By the end of the summer, ancillary retail and distribution channels will assume warehouse space of nearly 40,000 square feet to support branded CBD operations – including:
- White Coat Hemp Co. (CBD e-commerce)
- Puff Pack, LLC (ancillary e-commerce)
- The Hippie Butler (ancillary subscription)
- CM Smoke Supply (ancillary distribution)
“There are hundreds of thousands of customers that you can acquire through the ancillary business that logically have an affinity with your THC business, but you have a much wider net to cast by virtue of the fact that you don’t have the encumbrance of the regulation,” said Karban.
ManifestSeven’s ancillary businesses compliment the company’s overall footprint in the cannabis space and have helped drive revenues.
By August of this year, upon completion of a roll-up strategy that has already consolidated three additional revenue-generative enterprises in the last five months alone, here are some of the other key figures for the company:
- More than 38 license that are fully active across California
- 7 facilities totalling more than 100,000 sq. feet of distribution and manufacturing space
- $5.2 million in revenue at the close of its fiscal year ending in November
- $10 million in run rate revenue by the end of March
- $60 million in combined consolidated run rate revenue by August
- 150+ employees & operational centres in 3 states
- $24 million in Vicinity Real Estate Fund
On completion of the aforementioned shareholder meeting, M7 has elected a new board of directors and officers that will take the company into completion of the transaction and listing on the CSE:
- Sturges Karban — President and Chief Executive Officer
- Urban Smedeby — Executive Vice President
- Jordan Gerber — Chief Financial Officer
- Dmitry Gordeychev — Chief Investment Officer
- Pierre Rouleau — Chief Operating Officer
- Larry Horwitz — Corporate Secretary
- Jarrod Smith — President of M7 Omnichannel
- Daniel Sekers — Non-Executive Director and Chairman
- Kristin Fox — Non-Executive Director
- Scott Wessler — Non-Executive Director
Future outlook for ManifestSeven and the cannabis industry
The legal cannabis market is on a continued path of unprecedented growth, and with U.S. federal legalization looming, the frenzy is on for companies trying to claim first-mover advantage.

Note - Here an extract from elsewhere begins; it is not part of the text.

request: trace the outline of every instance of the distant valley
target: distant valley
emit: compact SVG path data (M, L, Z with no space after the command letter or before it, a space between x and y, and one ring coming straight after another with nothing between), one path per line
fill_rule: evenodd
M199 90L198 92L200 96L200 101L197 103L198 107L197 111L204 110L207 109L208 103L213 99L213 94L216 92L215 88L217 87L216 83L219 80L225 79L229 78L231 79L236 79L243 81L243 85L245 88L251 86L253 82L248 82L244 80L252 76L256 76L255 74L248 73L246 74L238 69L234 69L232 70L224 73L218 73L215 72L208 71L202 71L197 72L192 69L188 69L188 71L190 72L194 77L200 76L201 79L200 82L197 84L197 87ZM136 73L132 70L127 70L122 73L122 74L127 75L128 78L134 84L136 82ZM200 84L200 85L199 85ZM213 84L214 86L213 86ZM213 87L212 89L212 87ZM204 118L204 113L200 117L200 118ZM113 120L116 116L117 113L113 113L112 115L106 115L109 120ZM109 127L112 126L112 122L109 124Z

“If you’re living in California, for example, in this space it feels like a land grab. There’s that much kinetic energy around it,” Karban said.

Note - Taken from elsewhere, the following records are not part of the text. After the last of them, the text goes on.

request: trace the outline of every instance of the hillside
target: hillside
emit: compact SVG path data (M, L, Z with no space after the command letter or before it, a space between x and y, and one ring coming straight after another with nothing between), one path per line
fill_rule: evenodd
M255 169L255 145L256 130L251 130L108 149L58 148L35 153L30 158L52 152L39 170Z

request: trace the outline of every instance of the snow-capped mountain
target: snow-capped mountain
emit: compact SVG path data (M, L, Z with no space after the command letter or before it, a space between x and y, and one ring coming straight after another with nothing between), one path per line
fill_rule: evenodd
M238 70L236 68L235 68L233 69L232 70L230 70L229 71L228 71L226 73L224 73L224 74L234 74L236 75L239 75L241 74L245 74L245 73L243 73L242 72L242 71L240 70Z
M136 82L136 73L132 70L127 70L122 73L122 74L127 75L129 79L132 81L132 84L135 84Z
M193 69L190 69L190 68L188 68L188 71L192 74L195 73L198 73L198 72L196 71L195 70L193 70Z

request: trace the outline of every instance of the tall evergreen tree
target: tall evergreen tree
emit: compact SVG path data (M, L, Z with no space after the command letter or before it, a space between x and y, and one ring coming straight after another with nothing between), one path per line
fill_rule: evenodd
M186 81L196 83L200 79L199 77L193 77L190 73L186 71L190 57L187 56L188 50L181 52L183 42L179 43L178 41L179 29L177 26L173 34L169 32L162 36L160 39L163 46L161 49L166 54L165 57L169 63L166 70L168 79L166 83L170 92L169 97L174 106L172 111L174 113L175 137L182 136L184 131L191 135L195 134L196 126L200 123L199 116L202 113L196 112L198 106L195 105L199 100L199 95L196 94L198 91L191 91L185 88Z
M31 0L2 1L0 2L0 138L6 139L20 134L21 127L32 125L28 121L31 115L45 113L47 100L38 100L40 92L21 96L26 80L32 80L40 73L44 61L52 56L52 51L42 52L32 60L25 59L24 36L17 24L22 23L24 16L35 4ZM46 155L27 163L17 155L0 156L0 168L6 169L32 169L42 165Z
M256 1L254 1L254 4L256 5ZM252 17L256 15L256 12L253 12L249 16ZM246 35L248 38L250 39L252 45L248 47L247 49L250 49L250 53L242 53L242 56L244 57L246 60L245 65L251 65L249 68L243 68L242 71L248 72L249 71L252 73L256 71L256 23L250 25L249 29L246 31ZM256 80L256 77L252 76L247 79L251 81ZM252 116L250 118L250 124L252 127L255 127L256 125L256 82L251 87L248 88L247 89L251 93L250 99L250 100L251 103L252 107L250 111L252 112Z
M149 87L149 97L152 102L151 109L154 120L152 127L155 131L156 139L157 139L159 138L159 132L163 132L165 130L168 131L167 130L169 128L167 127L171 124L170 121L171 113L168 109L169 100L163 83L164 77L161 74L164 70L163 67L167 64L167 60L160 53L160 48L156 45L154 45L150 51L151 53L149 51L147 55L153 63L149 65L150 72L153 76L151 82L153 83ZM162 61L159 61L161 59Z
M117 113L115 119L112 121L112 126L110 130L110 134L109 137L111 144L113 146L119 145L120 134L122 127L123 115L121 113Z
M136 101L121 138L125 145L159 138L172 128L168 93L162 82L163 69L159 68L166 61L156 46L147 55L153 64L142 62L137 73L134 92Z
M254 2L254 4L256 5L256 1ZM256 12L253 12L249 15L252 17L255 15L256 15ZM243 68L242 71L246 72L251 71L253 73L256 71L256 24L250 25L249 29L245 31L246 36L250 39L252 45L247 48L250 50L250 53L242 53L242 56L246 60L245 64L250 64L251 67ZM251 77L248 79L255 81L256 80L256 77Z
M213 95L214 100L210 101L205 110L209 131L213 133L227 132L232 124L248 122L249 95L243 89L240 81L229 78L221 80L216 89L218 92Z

But no other cannabis company in the world is designing a logistics business with a fully integrated omnichannel platform for both businesses and consumers through its distribution hubs across the world’s biggest weed market in California.
“The real value here is whatever happens at the federal level and whatever happens at the state level, ultimately your ground game is at the local level. It’s the local licenses, it’s the municipal licenses, those are your nodes that really create the barrier to entry,” said the M7 CEO.
Ultimately, it’s because of the laser-focus on compliance at the local level that gives ManifestSeven its indisputable value and promises to revolution how pot is sold and bought in the legal market—and not just in the state of California, but the company plans to colour in the map one state of the time.
So if federal legalization were to happen, why wouldn’t the e-commerce giant Amazon just be able to sell cannabis online? The answer lies exactly in acquiring the regulatory framework at the local level.
“What’s really proprietary is being able to configure the access points throughout the largest market in the world in a way that, once the federal reform comes, the only way to be in this business if you’re in Amazon is to buy us. That’s the chess game,” Karban said.